Need help removing empty character in C

Question

This should be relatively simple. I've got a string/character pointer that looks like this

" 1001"

Notice the space before the 1. How do I remove this space while still retaining the integer after it (not converting to characters or something)?

Answer 1

The simplest answer is:

char *str = " 1001";
char *p = str+1; // this is what you need

Answer 2

If the space is at the beginning of string.You also can do it.

char *str = " 1001";
char c[5];
sscanf(str,"%s",c);
printf("%s\n",c);

%s will ignore the first space at the beginning of the buffer.

Answer 3

One solution to this is found here: How to remove all occurrences of a given character from string in C?

I recommend removing the empty space character or any character by creating a new string with the characters you want.

You don't seem to be allocating memory so you don't have to worry about letting the old string die.

Answer 4

If it is a character pointer, I believe

char* new = &(old++);

Should do the trick

Answer 5

I'm guessing your reading in a String representation of an integer from stdin and want to get rid of the white space? If you can't use the other tricks above with pointers and actually need to modify the memory, use the following functions.

You can also use sprintf to get the job done.

I'm sure there is more efficient ways to trim the string. Here is just an example.
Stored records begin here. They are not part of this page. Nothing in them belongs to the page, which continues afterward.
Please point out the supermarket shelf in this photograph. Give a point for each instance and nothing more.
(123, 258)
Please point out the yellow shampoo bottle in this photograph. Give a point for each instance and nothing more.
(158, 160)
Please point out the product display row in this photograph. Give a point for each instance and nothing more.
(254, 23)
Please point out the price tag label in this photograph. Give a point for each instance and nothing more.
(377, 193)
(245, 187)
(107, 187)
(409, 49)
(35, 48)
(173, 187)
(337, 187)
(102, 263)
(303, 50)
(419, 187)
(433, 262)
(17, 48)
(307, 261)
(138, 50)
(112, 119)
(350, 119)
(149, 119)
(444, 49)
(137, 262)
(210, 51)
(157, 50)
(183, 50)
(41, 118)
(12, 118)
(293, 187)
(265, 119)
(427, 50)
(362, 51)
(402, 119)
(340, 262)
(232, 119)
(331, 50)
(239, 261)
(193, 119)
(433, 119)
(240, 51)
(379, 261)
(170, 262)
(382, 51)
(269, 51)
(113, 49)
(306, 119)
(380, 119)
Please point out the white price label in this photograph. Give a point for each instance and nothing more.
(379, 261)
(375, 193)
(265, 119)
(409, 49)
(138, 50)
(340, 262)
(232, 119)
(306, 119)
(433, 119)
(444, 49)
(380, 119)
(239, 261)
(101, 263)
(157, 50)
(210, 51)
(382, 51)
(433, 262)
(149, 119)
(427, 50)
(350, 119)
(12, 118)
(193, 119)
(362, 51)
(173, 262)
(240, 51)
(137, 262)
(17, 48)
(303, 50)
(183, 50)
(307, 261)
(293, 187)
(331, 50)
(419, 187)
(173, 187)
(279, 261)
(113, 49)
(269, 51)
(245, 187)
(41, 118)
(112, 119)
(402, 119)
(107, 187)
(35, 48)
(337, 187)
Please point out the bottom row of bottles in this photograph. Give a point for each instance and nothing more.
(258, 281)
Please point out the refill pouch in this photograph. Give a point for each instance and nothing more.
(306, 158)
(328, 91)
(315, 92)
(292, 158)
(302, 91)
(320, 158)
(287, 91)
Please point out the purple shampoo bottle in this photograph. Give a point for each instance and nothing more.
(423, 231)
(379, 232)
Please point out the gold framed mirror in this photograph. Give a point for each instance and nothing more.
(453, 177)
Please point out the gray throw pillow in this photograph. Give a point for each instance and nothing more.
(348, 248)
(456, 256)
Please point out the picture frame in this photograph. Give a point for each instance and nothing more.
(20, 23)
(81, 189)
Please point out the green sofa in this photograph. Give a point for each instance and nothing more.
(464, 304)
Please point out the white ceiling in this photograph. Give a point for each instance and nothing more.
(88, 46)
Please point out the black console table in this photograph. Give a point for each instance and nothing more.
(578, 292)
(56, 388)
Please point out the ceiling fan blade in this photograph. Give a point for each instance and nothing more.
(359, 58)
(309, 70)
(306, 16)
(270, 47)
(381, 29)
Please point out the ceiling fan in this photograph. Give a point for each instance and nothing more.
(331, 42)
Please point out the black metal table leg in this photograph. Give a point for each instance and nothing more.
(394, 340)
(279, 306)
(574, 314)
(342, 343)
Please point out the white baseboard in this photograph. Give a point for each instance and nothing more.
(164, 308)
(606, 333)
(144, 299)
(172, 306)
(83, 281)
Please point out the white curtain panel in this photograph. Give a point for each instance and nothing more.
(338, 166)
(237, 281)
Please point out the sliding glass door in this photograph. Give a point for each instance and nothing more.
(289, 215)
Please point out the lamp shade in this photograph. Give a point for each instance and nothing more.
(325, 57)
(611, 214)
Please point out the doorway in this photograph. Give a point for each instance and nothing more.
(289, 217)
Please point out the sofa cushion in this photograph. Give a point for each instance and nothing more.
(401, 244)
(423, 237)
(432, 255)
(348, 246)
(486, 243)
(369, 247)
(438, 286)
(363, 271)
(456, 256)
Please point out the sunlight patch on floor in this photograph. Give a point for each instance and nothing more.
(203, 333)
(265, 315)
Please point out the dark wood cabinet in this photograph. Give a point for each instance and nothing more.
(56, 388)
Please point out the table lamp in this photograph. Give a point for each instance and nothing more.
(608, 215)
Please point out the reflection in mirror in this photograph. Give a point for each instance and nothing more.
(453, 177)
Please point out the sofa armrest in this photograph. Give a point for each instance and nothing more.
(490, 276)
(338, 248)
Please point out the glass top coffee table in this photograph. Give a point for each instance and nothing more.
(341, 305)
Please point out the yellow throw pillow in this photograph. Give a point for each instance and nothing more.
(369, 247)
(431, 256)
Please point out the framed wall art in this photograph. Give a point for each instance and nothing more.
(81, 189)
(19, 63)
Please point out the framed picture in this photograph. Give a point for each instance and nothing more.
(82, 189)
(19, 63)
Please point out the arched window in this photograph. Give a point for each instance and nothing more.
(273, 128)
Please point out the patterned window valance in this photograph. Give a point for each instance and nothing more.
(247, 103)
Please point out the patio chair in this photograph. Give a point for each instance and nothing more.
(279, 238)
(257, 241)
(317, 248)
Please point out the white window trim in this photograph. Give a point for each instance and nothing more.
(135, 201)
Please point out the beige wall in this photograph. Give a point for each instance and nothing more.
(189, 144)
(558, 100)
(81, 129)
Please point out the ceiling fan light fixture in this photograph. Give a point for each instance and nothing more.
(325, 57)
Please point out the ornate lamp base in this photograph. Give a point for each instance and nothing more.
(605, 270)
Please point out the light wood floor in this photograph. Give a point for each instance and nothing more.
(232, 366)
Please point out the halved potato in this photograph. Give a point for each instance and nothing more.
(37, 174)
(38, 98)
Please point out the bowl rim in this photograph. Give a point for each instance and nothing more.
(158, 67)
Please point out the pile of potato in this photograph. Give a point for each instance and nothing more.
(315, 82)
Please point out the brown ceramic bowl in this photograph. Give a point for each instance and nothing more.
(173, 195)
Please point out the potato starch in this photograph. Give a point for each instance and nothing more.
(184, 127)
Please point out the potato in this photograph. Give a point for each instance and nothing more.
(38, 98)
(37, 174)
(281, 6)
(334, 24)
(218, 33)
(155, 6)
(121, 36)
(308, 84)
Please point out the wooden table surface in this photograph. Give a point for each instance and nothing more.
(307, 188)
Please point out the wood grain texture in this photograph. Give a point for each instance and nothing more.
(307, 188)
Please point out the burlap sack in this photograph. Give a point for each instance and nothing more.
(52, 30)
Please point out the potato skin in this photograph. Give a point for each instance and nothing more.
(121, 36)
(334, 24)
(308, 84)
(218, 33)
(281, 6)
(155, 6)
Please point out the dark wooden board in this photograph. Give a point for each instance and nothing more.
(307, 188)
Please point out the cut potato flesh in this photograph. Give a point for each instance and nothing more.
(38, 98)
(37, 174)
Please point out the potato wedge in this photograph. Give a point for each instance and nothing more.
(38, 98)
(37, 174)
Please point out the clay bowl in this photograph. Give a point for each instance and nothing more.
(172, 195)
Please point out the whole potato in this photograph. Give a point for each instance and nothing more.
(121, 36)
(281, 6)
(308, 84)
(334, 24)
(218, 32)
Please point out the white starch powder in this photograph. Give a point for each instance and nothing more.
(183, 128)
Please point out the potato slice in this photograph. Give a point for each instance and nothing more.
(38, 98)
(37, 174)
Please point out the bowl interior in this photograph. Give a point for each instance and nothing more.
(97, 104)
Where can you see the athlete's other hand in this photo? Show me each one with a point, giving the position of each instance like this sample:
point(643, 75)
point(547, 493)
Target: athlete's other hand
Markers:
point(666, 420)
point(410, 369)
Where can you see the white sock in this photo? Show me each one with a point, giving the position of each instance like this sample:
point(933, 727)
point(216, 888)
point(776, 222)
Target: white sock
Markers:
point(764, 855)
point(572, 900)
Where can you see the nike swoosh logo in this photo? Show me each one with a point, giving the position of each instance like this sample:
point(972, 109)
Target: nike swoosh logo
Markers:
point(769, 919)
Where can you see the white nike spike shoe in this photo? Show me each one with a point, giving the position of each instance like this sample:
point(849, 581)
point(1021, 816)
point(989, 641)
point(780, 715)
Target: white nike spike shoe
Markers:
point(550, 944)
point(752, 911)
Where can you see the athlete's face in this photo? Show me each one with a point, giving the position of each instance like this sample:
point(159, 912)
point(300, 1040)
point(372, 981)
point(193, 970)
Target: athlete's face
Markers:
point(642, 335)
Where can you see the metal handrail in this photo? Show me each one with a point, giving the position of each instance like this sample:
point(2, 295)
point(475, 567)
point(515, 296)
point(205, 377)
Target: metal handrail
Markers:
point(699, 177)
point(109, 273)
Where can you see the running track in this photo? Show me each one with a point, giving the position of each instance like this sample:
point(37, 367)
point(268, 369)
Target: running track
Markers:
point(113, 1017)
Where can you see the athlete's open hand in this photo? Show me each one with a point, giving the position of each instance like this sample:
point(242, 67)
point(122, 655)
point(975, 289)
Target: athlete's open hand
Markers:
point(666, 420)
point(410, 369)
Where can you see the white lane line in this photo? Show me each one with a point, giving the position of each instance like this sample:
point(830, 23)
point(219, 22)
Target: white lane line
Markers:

void trim(unsigned char * str)
{
  trim_front(str);
  trim_back(str);
}

void trim_front(unsigned char * str)
{
  int i = 0;
  int index = 0;
  int length = strlen(str);

  while(index < length && (str[index] == ' ' || str[index] == '\t' || str[index] == '\n'))
  {
    index++;
  }

  while(index < length)
  {
    str[i] = str[index];
    i++;
    index++;
  }
}

void trim_back(unsigned char * str)
{
  int i;

  for(i = 0; str[i] != ' ' && str[i] != '\n' && str[i] != '\t' && str[i] != '\0'; i++);

  str[i] = '\0';
}